Fires are in the news here a great deal right now.
Besides A River Runs Through It, Norman Maclean wrote an interesting book titled Young Men and Fire, the story and an analysis of the 1949 Mann Gulch fire that killed 13 people (there were only 3 survivors). Realizing they were in trouble, the firefighters raced up a steep (38°) mountainside in front of the fire; four of them made it, but only two were able to crawl though the rock ridge at the top. (Wildfires burn exceptionally fast going up hill, because the heat of the towering flames is closer to the upslope than it would be to flat ground, which pre-heats the upslope so it combusts more quickly.)
Once he realized he and several others couldn't outclimb the fire, the crew's Foreman, Wagner Dodge, famously lit the grass right in front of them and encouraged those near him to lie down in the burnt area.
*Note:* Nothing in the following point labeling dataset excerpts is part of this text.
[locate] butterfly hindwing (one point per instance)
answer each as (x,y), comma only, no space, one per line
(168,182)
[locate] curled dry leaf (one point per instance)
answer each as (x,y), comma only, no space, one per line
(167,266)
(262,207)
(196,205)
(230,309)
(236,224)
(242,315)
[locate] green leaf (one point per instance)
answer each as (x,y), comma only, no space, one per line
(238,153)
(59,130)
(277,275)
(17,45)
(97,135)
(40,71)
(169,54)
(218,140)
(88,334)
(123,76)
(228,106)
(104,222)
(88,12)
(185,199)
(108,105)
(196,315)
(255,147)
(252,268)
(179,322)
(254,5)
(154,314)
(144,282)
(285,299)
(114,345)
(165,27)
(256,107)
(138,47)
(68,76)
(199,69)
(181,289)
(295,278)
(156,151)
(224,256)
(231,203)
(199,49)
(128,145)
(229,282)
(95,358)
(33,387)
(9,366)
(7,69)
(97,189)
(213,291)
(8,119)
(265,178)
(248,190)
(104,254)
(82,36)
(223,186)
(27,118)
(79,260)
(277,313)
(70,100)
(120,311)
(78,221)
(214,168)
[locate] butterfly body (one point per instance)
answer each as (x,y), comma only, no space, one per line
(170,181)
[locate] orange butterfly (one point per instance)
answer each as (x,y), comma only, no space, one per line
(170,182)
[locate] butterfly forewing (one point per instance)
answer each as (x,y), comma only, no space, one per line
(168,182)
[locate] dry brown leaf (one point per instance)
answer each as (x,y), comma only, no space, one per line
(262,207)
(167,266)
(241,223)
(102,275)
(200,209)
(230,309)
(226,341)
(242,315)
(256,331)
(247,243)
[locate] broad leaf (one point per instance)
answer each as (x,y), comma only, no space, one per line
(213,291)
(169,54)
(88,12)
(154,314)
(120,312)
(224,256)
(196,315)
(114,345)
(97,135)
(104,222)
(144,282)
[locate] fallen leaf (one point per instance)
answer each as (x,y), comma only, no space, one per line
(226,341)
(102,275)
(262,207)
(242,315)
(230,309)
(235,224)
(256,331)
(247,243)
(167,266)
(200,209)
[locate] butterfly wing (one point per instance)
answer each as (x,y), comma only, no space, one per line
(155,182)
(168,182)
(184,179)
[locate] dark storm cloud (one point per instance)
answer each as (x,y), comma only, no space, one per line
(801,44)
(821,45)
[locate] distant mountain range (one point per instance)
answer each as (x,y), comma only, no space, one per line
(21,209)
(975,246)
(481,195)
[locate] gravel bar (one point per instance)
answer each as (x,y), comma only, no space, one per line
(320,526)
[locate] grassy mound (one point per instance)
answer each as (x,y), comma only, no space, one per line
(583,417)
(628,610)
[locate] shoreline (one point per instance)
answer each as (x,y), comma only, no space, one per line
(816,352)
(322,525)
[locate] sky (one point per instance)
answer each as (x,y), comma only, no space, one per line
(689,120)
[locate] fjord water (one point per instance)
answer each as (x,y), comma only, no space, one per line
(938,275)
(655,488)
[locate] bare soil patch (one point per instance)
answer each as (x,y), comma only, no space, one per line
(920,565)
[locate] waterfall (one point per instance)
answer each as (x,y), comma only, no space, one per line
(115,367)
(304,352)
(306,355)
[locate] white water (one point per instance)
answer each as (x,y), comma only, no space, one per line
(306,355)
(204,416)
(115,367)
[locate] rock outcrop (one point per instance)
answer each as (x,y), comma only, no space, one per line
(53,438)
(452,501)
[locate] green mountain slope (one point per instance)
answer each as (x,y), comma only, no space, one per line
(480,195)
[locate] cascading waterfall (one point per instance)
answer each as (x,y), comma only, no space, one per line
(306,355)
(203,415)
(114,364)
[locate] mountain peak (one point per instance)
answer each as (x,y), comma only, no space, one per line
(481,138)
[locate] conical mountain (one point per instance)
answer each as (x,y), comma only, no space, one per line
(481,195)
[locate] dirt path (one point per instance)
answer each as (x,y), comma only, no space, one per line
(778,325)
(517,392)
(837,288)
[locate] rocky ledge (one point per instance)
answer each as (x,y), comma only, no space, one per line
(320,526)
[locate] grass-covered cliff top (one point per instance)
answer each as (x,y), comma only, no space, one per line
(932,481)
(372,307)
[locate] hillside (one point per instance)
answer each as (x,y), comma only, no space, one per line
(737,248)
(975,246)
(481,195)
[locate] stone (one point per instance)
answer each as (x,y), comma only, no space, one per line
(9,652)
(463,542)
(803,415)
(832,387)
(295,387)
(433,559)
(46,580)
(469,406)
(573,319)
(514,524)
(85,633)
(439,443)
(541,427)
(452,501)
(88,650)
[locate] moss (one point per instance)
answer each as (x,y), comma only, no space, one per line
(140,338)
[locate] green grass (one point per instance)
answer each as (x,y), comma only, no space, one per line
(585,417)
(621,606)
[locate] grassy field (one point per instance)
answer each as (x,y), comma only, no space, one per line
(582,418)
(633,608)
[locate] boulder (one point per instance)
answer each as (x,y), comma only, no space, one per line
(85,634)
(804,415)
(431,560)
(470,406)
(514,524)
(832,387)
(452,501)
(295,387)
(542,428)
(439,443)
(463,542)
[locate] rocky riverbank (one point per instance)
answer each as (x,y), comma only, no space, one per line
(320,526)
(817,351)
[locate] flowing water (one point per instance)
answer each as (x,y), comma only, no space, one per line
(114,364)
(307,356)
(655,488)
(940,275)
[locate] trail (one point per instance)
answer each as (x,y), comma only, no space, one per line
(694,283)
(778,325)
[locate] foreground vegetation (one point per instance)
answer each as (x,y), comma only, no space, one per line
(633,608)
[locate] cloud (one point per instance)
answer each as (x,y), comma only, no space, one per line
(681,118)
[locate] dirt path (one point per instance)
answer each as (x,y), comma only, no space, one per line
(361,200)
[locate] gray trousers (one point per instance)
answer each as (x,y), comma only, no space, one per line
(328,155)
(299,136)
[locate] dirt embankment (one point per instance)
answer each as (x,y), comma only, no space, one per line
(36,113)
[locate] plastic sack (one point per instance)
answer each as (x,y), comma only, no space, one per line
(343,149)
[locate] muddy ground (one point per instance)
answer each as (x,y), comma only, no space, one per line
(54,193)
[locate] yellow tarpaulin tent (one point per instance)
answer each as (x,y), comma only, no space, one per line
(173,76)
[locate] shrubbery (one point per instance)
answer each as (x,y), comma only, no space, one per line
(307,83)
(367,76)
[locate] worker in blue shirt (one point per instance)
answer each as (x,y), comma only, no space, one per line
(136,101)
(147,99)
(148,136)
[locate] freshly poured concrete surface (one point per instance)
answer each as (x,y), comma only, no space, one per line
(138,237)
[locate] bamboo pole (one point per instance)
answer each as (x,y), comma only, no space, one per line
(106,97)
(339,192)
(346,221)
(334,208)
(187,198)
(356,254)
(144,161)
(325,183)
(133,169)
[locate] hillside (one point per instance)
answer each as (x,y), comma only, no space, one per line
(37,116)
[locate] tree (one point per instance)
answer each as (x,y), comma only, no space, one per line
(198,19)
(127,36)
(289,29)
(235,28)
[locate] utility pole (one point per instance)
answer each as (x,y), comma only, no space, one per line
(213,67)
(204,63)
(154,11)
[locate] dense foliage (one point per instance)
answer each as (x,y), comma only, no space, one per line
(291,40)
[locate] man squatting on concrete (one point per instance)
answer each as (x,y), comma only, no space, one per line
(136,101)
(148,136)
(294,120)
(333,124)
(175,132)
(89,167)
It was no doubt hectic and terrifying, and the others didn't realize what Dodge was doing, and they dismissed him and kept climbing. All those who ran away from Dodge's "escape fire" lost their lives, while Dodge laid in the burnt area and the main fire went around him.
Anyway, the last of the three survivors, Robert Sallee, just died a few weeks ago, which brought the book and the fire back to my mind.
Dodge's escape fire was controversial afterwards. He said he invented the idea on the spot, as it seemed "logical" to him (but maybe he had talked about it some years earlier). A lot was learned from this particular fire that was incorporated in firefighters' training.
I just noticed that Maclean's son, John Norman Maclean, wrote a book, Fire on the Mountain, that told a similar story about the South Canyon Fire on Storm King Mountain on July 1994 in Colorado, where 14 firefighters lost their lives. I find these stories fascinating, perhaps because they are so terrifying.
Fires are in the news here because Oregon has many burning right now, with five that just started yesterday and are large (69,000 acres) and uncontained. It's so bad the governor declared a state of emergency on Wednesday. One fire has already burned 576 square miles and is 20% contained, and another has burned 262 square miles and is 0% contained. Those two alone are 70% of the size of Rhode Island.